There's several features of a nuclear explosion that this wouldn't have.
First, the light-flash will be quite prolonged, even if a satellite sensor can't resolve the shape. Also, there's some distinct clues in the different patterns of the flash in different parts of the spectrum.
Second, if it does get down to ground level. the seismic signature will be different.
Third, even with the energy release starting in the upper atmosphere, there's no EMP
I don't know if there are routinely-deployed instruments which can detect the gamma-ray pulse from a nuclear detonation, but that's missing too.
The possibility of an asteroid impact being mistaken for a nuke has been the subject of SF stories. It might have happened in the early days of ICBMs, when only a single missile might have reached its target, and most of the attack was bombers. A single big explosion might be mistaken for the (rather fanciful) terrorist nuke, but we have much more awareness of what's out there.
Anyone else a little concerned that they only spotted this coming our way a few days ago? Probably a bit late to have a lobbed a nuke at it by then to alter its course/vapourise it. I don't think there's any other alternative feesible given it was so close to us when detected.
You don't have to think hard what would've happened if it was a little bigger and could've come down in a popluated area/city, Hollywood has done it for you!
To AC & Thomas4, I hate to tell you but that "secret" space shuttle mentioned in the movie Armageddon, DOES exist and probably will continue to exist for some time to come. It doesn't look like the one in the movie, just like a normal shuttle (only Black).

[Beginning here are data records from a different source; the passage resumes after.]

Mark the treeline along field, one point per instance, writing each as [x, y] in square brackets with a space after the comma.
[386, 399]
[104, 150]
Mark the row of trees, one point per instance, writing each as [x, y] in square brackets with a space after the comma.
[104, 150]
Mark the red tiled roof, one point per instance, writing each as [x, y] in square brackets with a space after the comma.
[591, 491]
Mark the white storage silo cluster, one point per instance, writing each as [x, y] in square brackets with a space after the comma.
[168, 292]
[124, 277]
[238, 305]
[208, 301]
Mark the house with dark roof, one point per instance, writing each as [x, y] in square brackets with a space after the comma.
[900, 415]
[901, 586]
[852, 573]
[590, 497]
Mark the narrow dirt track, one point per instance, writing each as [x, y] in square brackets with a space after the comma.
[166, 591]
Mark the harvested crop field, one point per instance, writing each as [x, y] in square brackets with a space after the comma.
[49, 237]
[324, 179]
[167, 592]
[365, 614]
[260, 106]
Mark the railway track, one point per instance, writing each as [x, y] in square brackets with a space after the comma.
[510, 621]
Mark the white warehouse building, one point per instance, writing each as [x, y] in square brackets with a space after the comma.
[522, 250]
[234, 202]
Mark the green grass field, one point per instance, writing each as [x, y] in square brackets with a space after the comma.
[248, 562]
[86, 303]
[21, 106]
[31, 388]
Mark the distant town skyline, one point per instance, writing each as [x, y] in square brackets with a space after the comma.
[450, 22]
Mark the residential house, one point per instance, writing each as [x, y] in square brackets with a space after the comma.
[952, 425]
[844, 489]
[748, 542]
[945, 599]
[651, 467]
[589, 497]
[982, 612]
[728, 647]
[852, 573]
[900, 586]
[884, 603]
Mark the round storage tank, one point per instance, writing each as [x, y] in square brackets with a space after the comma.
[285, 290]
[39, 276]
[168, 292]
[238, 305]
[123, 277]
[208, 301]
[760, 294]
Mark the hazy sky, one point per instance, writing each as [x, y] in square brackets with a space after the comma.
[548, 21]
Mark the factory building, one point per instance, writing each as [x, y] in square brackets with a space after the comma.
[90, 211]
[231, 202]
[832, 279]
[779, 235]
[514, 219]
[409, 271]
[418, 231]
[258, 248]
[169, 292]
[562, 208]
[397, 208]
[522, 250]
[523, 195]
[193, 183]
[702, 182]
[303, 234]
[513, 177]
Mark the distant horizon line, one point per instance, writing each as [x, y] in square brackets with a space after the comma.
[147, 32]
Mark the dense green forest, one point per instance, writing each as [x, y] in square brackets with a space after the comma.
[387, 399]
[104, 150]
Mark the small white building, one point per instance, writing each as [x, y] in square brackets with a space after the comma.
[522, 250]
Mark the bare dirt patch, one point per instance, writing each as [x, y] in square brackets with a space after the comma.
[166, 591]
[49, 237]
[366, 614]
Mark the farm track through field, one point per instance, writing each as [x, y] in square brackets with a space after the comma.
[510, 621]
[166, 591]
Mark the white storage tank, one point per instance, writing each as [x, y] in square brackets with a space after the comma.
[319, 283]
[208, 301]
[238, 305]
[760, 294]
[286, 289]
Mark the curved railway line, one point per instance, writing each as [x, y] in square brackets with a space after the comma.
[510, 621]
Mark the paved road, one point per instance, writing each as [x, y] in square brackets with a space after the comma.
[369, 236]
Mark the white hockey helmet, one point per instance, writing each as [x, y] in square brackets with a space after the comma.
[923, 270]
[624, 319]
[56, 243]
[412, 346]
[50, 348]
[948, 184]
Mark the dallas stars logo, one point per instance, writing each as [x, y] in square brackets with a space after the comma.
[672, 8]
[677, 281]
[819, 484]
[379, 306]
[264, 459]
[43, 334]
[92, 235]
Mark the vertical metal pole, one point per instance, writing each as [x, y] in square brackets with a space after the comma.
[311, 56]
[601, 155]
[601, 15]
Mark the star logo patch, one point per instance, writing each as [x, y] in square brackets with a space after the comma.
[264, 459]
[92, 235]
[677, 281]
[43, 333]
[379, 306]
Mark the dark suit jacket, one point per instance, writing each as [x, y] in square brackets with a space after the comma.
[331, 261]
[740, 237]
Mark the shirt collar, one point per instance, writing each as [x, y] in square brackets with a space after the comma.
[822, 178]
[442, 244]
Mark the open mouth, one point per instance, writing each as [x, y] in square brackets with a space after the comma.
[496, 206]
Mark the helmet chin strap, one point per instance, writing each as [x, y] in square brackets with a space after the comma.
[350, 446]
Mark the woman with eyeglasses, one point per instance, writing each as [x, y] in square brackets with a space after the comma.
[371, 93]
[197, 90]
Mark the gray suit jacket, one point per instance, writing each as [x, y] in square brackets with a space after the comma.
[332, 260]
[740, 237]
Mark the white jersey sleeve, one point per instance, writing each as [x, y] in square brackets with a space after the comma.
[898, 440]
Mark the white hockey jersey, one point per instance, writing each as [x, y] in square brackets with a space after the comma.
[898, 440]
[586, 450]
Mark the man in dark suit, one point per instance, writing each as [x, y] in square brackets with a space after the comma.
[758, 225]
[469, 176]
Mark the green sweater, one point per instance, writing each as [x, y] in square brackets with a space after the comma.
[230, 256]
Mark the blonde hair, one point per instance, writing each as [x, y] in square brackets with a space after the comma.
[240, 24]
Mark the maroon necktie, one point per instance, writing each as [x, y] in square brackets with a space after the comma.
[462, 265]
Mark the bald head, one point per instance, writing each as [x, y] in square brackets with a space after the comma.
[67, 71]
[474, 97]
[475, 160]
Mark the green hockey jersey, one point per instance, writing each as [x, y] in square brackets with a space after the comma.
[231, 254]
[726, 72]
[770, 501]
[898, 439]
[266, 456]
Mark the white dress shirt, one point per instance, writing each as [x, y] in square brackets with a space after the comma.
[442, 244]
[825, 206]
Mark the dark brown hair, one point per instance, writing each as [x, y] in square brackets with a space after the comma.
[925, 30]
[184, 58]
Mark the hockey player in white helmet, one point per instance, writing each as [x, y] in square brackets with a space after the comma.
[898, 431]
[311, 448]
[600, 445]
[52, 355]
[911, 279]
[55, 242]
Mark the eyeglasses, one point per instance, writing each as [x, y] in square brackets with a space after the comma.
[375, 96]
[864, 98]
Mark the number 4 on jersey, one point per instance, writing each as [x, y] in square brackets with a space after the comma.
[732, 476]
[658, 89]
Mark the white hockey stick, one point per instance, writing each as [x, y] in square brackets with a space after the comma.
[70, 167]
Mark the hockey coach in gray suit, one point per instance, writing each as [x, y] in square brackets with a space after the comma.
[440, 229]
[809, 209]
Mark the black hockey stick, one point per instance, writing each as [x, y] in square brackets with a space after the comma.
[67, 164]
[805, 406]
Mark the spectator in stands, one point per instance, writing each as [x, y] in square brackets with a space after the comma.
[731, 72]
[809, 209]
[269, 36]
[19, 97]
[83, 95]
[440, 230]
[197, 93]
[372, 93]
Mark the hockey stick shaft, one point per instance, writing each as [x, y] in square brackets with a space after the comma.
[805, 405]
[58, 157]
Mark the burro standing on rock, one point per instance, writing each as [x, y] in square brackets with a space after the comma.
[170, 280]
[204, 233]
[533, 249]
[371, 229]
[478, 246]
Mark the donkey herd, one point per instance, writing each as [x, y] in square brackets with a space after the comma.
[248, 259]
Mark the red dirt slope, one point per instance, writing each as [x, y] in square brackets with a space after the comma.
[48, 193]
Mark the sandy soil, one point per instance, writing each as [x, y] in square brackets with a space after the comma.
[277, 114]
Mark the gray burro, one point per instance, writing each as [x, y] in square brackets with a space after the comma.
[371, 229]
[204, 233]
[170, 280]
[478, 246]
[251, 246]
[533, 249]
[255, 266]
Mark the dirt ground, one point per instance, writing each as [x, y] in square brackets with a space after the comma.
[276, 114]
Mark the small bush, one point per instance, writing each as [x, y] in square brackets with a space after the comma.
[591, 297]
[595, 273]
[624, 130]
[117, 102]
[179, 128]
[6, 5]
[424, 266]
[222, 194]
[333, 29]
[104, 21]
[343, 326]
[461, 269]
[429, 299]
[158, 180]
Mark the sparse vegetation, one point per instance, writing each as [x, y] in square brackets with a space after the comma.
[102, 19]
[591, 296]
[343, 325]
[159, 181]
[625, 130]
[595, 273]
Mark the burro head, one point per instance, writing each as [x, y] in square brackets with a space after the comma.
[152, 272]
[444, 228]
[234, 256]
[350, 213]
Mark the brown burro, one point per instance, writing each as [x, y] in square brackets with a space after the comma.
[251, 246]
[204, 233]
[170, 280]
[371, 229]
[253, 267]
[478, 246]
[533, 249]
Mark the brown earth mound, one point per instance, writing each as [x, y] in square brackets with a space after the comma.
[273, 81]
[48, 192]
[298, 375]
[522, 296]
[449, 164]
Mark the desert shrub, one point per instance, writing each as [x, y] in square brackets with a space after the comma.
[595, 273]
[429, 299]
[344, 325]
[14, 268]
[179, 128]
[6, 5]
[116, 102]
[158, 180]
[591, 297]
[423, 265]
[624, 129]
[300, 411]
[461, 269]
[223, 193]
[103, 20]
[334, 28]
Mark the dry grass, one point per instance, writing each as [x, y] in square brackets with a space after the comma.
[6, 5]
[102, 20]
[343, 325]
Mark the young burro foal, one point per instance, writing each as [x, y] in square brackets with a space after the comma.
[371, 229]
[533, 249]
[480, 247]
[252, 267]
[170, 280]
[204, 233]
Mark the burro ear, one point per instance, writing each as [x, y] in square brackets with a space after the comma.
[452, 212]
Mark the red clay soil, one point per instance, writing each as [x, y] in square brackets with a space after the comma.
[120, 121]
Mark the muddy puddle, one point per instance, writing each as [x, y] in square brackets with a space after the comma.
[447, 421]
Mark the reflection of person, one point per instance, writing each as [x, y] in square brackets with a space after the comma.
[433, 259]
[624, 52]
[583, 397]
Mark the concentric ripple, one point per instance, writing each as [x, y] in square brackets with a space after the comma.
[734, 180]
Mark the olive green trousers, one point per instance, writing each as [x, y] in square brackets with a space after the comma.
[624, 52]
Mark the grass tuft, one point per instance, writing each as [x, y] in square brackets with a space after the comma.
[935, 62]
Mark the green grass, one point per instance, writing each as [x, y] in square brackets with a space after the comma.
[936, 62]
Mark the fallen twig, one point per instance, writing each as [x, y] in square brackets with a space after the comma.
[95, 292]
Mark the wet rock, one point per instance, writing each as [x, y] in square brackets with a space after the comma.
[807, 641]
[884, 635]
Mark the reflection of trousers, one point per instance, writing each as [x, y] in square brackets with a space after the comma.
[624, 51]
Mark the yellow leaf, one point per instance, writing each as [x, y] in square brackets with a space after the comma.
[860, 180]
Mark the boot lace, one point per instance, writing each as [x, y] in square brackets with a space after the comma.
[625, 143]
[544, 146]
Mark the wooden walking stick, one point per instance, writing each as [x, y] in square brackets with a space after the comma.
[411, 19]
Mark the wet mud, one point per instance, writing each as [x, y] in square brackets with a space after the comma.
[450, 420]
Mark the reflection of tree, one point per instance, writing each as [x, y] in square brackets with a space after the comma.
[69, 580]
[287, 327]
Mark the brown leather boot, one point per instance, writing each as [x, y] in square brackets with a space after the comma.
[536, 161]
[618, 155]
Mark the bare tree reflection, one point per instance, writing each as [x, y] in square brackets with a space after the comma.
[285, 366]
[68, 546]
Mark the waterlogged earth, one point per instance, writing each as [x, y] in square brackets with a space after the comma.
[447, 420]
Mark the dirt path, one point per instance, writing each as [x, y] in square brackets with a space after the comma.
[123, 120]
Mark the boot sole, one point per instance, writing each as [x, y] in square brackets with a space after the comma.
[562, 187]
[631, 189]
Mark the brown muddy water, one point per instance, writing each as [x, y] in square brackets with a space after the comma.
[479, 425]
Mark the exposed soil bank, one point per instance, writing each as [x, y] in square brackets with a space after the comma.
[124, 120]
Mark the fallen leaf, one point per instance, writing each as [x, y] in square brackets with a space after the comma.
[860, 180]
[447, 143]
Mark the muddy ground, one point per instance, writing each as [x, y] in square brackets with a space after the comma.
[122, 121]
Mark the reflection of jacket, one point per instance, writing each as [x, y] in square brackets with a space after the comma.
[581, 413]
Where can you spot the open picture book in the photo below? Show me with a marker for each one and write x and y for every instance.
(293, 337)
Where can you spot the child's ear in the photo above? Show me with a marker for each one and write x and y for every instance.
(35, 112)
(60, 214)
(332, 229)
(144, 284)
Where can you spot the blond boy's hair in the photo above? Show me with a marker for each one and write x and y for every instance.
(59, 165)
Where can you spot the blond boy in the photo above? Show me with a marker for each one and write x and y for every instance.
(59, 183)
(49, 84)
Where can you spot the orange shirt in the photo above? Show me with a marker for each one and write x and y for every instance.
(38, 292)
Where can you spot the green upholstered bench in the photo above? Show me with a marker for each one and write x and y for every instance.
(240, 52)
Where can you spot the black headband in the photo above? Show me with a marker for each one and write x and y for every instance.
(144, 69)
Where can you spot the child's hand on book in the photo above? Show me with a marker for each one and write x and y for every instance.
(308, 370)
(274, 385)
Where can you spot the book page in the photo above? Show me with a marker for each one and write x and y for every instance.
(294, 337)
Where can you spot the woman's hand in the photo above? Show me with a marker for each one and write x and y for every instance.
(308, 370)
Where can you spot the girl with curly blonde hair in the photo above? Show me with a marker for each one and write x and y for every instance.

How else are they going to service the space based nuclear missile and laser arsennal "they " have been putting up there for years? How else can they "bug" cellular satellites or put remote shutdown switches in GPS satellites?
Don't you know the basics of the "Black" budget? Why build one when you can build two (for the same price and hide the other one)?
"Anyone else a little concerned that they only spotted this coming our way a few days ago?
You don't have to think hard what would've happened if it was a little bigger..."
No, you don't, do you.
If it was a little bit bigger, if would have been spotted a little bit earlier. This cow is small, those ones are FAR AWAY,
So no, you don't have to "think hard". Maybe just "thinking" would be enough...
I'm 9/10 sure this is a joke but I do love explaining things...
The Shuttle's white intentionally. If you change the color, you change the thermals, and frankly it cannot be hidden so a black shuttle is superfluous. I saw it launch from about 180 miles north. You are not hiding it with a little paint. Never.
"How else are they going to ..."
You de-orbit them into the Pacific and put up new ones.
"space based nuclear missile"
They don't have one cause it's a silly thing to do, long story short.
"How else can they 'bug' cellular satellites"
Typically by giving the operators a call and asking for the data. But if you want to be more secret, you don't 'bug' the sat, you bug the ground infrastructure.
"put remote shutdown switches in GPS satellites"
They build, own and operate the GPS satellites.
"Don't you know the basics of the 'Black' budget"
They publicly launch black budget, top secret payloads all the time.
You roll the rocket out to the pad with a big sticker on the fairing with question mark and the text "DON'T ASK - NYFB". (That is an actual NRO mission patch. (NYFB = Not Your F-ing Business.))
Final note. The military has used the regular, publicly known Shuttles for secret missions before.
Enjoy this tale from former Shuttle manager Wayne Hale bout lying about a Shuttle launch:
I'm not a rocket scientist, so please correct me if I'm wrong, but surely they could pin down the size better? If it's 5m across, it's over 9000kg/m3 (denser than solid copper, much denser than iron), and if it's 20m across it's under 150kg/m3 (as dense as styrofoam, or five times less dense than ice). If they know the mass this precisely, 5-20m across is being very vague.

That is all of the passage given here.